How to Be Good at Math and Bad with Money
We equate being good with money with being good with math because there are numbers involved. But with online calculators, banking and Excel, it’s no longer necessary to do one’s own addition or subtraction.
Even if you don’t do the calculations, your bank will tell you if you’ve spent more money than you have. And if you spent too much, you don’t need math to keep you from spending more.
The problem is not knowing when the math doesn’t work out – it’s continuing to spend more than you can afford to. This is not a problem that can be solved with basic algebra.
How to Be Bad at Math and Good with Money
In high school, I was very good at calculus but I tended to (and still tend to) make egregious errors in arithmetic. Self-awareness goes a long way though. I knew that the only reason I would need to use math in my finances is if I spent more than what was in my account. It didn’t matter if I got the end number right or not – it only mattered that the account had money still left in it.
I could have learned to be great at math and always spend just shy of what was in my account. Instead, my secret was that I spent far less than what I had in the bank. That way, I wouldn’t have to use any math at all. Lots of money minus not a lot of money equals no problem.

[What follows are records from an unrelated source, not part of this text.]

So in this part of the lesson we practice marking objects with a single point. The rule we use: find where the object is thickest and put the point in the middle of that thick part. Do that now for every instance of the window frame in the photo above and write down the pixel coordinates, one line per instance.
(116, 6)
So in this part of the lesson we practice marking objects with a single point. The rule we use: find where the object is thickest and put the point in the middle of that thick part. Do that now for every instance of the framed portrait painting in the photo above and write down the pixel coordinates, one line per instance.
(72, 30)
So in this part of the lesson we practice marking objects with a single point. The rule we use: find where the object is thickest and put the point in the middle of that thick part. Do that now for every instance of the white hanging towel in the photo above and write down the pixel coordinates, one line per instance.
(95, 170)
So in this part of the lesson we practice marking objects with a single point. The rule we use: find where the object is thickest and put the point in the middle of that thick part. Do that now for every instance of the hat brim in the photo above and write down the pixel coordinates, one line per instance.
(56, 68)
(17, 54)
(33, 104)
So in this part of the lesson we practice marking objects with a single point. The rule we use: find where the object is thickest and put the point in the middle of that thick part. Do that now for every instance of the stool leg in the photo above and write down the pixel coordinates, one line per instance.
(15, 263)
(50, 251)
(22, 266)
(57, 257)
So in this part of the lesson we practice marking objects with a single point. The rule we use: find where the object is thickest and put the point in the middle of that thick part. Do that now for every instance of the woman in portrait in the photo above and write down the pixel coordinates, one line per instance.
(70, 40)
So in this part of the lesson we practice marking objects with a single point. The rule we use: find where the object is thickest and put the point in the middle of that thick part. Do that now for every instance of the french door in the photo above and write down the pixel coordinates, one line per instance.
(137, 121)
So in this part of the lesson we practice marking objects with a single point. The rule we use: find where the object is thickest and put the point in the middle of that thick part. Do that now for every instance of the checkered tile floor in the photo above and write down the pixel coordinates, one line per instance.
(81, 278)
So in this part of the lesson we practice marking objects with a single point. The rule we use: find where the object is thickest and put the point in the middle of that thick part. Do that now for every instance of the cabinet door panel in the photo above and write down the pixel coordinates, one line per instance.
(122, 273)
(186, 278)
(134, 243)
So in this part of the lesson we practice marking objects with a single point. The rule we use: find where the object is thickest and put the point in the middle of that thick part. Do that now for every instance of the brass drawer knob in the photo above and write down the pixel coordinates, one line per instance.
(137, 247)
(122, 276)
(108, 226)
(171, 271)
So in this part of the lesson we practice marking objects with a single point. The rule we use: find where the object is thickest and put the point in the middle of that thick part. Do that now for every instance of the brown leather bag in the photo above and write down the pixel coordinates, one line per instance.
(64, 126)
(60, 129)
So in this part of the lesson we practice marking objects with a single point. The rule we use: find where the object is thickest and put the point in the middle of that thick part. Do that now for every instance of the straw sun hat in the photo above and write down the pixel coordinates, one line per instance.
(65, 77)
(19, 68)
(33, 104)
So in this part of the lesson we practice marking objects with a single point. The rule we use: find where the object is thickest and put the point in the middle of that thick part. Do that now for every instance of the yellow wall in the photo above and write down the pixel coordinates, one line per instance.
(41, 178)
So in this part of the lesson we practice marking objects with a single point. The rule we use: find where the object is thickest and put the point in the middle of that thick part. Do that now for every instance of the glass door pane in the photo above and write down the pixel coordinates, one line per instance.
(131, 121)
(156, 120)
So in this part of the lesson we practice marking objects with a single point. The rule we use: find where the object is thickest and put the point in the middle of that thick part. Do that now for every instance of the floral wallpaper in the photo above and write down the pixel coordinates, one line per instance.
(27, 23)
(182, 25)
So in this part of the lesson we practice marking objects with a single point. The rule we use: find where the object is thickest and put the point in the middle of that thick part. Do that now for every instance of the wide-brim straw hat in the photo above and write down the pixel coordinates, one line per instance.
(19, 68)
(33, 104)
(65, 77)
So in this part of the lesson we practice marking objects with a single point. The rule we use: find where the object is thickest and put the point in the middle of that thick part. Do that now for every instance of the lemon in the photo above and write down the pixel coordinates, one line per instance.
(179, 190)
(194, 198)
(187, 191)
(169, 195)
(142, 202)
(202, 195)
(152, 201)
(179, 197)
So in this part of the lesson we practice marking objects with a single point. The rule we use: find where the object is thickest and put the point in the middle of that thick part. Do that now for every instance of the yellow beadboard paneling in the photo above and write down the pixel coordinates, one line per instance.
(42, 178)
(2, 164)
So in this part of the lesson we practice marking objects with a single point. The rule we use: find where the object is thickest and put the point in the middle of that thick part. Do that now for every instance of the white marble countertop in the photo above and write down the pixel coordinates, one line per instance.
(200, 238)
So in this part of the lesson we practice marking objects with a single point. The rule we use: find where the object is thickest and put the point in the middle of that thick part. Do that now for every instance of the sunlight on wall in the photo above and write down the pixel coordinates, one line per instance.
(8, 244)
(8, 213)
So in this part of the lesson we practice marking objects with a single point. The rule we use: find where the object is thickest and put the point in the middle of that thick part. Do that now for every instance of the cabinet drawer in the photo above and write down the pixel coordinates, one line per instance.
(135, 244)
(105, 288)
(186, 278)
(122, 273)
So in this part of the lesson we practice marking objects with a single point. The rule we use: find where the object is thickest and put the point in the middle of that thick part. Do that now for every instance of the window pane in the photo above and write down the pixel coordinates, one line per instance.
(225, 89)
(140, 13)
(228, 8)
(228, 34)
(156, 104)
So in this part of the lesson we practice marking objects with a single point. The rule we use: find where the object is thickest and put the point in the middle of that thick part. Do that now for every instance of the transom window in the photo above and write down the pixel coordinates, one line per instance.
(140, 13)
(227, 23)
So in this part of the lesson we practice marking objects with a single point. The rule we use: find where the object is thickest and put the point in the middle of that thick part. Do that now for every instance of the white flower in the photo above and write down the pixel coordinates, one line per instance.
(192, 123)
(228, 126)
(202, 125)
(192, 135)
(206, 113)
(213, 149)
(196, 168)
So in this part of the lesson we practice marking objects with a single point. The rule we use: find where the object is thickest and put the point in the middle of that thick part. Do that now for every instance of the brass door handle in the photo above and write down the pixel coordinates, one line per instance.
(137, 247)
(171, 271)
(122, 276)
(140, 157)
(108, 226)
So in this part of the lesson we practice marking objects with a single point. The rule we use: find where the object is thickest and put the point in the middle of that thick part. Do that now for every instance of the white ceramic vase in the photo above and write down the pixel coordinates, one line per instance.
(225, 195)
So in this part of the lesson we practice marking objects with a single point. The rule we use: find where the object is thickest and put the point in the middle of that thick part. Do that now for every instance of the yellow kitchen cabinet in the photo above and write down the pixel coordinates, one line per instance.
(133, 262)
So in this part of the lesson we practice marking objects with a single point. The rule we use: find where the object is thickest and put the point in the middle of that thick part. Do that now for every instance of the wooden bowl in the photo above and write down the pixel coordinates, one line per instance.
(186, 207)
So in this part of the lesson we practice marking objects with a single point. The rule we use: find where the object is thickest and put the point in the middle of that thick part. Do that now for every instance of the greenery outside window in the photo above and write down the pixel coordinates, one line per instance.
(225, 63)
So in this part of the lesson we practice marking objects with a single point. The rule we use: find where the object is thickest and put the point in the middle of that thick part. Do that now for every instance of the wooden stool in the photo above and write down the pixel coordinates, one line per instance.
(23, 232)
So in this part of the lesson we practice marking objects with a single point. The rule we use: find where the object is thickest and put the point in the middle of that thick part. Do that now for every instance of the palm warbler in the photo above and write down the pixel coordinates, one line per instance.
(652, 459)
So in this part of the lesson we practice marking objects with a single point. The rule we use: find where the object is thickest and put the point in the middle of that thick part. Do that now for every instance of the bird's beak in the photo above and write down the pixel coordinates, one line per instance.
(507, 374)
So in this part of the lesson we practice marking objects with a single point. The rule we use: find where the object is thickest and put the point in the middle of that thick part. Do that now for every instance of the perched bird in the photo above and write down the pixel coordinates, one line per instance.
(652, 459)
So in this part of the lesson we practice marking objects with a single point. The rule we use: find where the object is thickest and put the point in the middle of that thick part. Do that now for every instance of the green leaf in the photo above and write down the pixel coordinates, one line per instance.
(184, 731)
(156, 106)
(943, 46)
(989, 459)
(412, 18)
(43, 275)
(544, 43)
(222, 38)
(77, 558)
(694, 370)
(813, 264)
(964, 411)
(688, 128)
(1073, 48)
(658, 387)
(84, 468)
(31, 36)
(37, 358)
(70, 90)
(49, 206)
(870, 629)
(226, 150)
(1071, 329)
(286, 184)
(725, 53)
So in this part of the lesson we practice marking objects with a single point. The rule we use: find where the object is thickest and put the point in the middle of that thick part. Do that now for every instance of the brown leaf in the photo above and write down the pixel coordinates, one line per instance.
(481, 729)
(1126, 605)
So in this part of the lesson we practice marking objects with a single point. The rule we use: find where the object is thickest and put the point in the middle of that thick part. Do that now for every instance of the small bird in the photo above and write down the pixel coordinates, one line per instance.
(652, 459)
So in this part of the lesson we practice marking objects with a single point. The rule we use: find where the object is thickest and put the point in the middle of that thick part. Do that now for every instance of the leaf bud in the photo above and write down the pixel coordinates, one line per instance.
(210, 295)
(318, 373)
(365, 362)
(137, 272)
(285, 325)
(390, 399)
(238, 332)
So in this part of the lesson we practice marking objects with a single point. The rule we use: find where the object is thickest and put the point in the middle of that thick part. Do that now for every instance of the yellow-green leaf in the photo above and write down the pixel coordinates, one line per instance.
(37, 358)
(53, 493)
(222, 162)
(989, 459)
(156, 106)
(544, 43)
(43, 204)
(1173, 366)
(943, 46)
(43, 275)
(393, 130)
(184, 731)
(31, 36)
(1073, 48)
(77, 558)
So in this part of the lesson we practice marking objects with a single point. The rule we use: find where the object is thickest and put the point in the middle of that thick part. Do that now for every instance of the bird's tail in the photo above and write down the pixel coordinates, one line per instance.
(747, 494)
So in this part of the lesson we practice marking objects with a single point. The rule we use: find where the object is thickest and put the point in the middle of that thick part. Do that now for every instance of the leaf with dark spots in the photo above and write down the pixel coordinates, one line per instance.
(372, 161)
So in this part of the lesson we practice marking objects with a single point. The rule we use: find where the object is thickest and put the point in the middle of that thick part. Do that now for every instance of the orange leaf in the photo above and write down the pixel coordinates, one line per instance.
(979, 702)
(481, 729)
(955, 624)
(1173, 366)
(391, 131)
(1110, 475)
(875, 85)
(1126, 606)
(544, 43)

What Really Destroys Your Finances- Expectations
A law partner once told me that people can tolerate nearly any situation so long as they have notice of it. That is to say, if you match or exceed the expectations, people will be fairly satisfied. But once you drop even a little bit from one’s expectations, tempers flare.
If you think about it, everyone view life through the prism of their expectations. Some reviews of Pixar movies are lower those of trashy movies because the reviewers expected more. The FIRE Festival was mostly a scandal because it (fraudulently) failed to live up to the lofty expectations of its attendees.
Marketing deals exclusively in the realm of expectations, usually subconsciously. When we buy this makeup, we are thinking of being as beautiful as the model in the ad. Visiting a staged house helps us envision what it would be like to live there. Vacation brochures make us feel like we will finally find inner peace in Tahiti. And then we buy, buy, buy, and we never get the perfect feeling shown in the advertising. And yet we continue to buy, chasing the next advertising promise.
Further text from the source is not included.